The cholesterol-lowering drug Lipitor is the best-selling drug of all time, grossing over $140 billion, with no serious close competitors in the history of pharmaceutical drugs.

It wasn’t until after the patent on Lipitor ran out, opening the door for cheaper generics to flood the market, that the FDA finally published warnings on the side effects of statin drugs, which include liver injury, memory loss, muscle damage, and Type 2 diabetes.

One out of every four Americans over the age of 50 is taking a statin drug to lower their cholesterol, so this is a huge market that depends upon the success of the lipid theory of heart disease which condemns saturated fats and cholesterol as bad.

How Many Lives Have Been Destroyed by Bad Nutrition Advice?

The science clearly shows how the “lipid theory of heart disease,” the belief that saturated fats and cholesterol cause heart disease, is false, but that science can never be published or exposed by Big Pharma, Big Food, or the U.S. Government.

To do so would be to admit that such dietary advice, and the cholesterol lowering drugs that have earned them hundreds of BILLIONS of dollars, have been a scam and have led to increased rates of obesity, diabetes, heart disease, and cancer.

These are the leading causes of death today.

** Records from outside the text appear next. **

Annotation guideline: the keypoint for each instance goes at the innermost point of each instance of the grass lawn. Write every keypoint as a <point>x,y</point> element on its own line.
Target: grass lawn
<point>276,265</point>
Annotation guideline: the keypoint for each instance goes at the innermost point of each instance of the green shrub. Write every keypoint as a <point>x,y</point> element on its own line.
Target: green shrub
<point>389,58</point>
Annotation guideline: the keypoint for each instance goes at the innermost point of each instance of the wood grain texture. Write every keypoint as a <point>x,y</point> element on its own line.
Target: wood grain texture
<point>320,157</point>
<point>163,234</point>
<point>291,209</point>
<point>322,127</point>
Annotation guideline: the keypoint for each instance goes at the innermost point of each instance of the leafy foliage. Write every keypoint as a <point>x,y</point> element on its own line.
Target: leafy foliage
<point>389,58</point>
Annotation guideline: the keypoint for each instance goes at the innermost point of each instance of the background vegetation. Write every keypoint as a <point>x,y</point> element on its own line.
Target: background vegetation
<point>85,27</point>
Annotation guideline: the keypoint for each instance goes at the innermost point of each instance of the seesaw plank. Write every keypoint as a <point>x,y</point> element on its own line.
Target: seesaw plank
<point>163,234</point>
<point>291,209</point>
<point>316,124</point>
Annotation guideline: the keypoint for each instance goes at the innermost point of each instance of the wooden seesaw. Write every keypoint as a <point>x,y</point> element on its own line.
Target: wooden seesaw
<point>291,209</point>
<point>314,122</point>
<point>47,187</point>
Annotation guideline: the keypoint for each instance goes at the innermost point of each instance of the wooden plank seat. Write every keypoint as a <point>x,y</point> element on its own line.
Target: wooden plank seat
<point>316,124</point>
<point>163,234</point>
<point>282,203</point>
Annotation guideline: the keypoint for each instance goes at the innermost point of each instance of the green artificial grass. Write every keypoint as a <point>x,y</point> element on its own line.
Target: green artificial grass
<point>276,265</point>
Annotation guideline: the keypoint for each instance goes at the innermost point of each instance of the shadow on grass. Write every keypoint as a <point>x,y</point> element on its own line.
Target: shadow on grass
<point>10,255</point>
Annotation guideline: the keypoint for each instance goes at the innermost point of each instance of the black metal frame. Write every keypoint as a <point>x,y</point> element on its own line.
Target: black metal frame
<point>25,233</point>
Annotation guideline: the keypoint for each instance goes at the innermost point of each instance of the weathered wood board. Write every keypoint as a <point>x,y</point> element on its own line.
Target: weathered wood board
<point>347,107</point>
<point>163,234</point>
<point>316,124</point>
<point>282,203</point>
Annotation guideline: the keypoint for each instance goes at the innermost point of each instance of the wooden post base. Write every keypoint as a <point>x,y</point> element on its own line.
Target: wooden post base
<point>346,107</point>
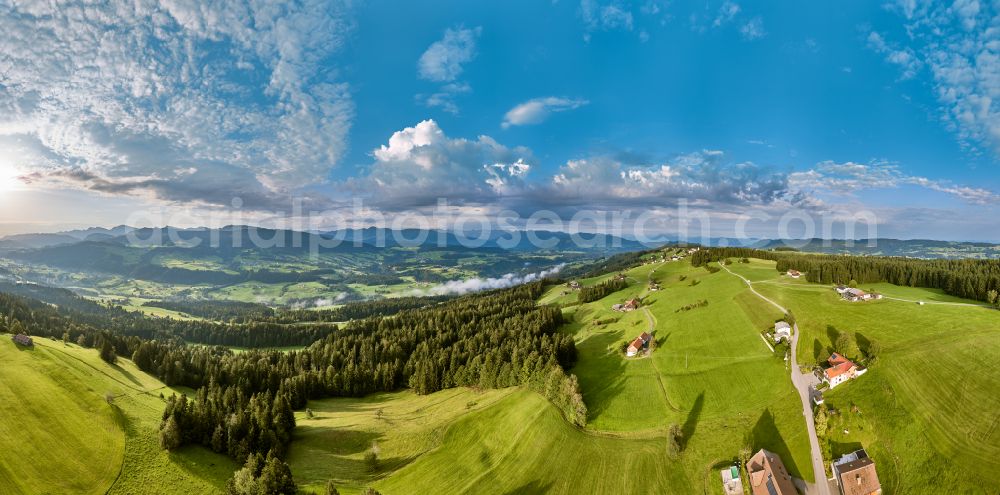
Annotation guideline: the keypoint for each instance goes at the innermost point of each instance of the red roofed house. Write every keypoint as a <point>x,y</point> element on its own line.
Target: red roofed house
<point>841,369</point>
<point>768,475</point>
<point>634,347</point>
<point>855,474</point>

The polyunsaturated edible oils consumed by over 90% of Americans today, which are not the edible oils of our ancestors, have replaced the traditional saturated fats that our ancestors consumed, such as butter, beef tallow, lard, and vegetable sources such as the tropical oils, coconut oil and palm oil.

Until recently, these recent additions to the human food chain, polyunsaturated oils derived from corn and soybeans, had to go through an industrial processing called “hydrogenation” to make them shelf stable and behave like saturated fats.

This process of hydrogenation was found out to be, years later, toxic, as it produced trans fats, which have now been banned in most countries, and require a warning on U.S. food labels.

In addition to the domination of these toxic vegetable oils, official USDA dietary advice, enforced by the FDA, encouraged a low-fat diet, resulting in the consumption of more carbohydrates, mostly in the form of refined sugar.

The fraudulent studies used to exonerate processed sugar and put the blame for heart disease and other diseases on saturated fat, has now been exposed.

The blood of millions of Americans who followed the advice from this faulty science used by the U.S. government now stains the hands of all those who corrupted the science, and the politicians who enforced it.